Over the classic local 'borrel' later, I asked Dr Gros about the computing he uses to support his structural work. Essentially he uses an in-house computing cluster, and does not foresee a need for expanding out to grid computing or the cloud at the moment. This makes an interesting contrast with the WeNMR project community, which relies heavily on grid portals to help them to work on NMR structural data. This presents a challenge for e-Infrastructure providers such as EGI.eu when reaching out to the ‘long tail’ of science – how to engage users with international federated resources when increases in computing power make home grown resources so attractively simple, but maybe not scalable? Does this mean that the long tail has no need of scalable solutions to solve their questions – or can the questions themselves scale up?
The opening keynote was by Piet Gros of Utrecht University and winner of the prestigious Dutch Spinoza research prize in 2010. Actually, Gros comes from Dokkum in North Holland, a neat coincidence with the focus on ‘docking’ interactions between proteins at the event. “Although if you think Utrecht is flat, it’s a hill compared to Dokkum,” he remarked.
Gros’s talk highlighted the complement system, which is an ancient part of our immune defence found in the blood.
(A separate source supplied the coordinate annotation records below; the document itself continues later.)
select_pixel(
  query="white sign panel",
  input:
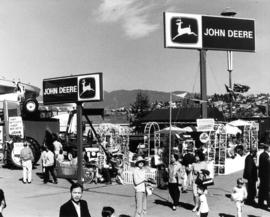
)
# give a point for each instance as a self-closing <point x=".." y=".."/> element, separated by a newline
<point x="89" y="88"/>
<point x="183" y="30"/>
<point x="206" y="124"/>
<point x="209" y="32"/>
<point x="15" y="127"/>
The complement system is formed by around 30 large plasma proteins and cell surface receptors. This system then recognises and eliminates bacteria, viruses and altered host cells, while protecting healthy cells. It links our inbuilt and acquired immunity. “Essentially, it cleans the garbage,” said Gros.
You won’t see a ‘complementology’ department in a hospital, but disruptions in this systems can lead to a range of health problems. It is linked to auto immune conditions such as rheumatoid arthritis, stroke and heart attacks and injuries due to a loss in blood supply, for example to the brain. Genetic changes in complement proteins can lead to kidney conditions and eye problems, such as age related macular degeneration (AMD). They even have a role in infections, such as EHEC a type of E.coli bacteria, which led to the most expensive drug on the planet being used 2 years ago in Germany during an outbreak.
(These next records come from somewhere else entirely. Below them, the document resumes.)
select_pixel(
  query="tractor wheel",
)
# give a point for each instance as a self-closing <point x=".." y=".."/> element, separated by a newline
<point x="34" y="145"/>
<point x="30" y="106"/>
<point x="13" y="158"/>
Using structural studies, Gros’s team has revealed the molecular mechanisms responsible for their functions, such as central amplification, protection of the host body and what happens at the start when a membrane-attack complex forms. In molecular terms, the structural re-arrangements involved are large – about 100 A when a typical atom is a few Angstroms in size (one angstrom is one ten billionth of a metre).
Alexandre Bonvin of the WeNMR project asked Gros to tell the computational modellers in the room what might be lacking from the toolkit he needs for his work. Gros didn’t pinpoint an example, but agreed that the docking modelling and structural work with X-ray crystallography were indeed complementary fields (no pun intended I guess). “In the end we should be able to model everything,” he said, “because otherwise it means we still don’t understand it.”
Over the classic local 'borrel' later, I asked Dr Gros about the computing he uses to support his structural work. Essentially he uses an in-house computing cluster, and does not foresee a need for expanding out to grid computing or the cloud at the moment. This makes an interesting contrast with the WeNMR project community, which relies heavily on grid portals to help them to work on NMR structural data. This presents a challenge for e-Infrastructure providers such as EGI.eu when reaching out to the ‘long tail’ of science – how to engage users with international federated resources when increases in computing power make home grown resources so attractively simple, but maybe not scalable? Does this mean that the long tail has no need of scalable solutions to solve their questions – or can the questions themselves scale up?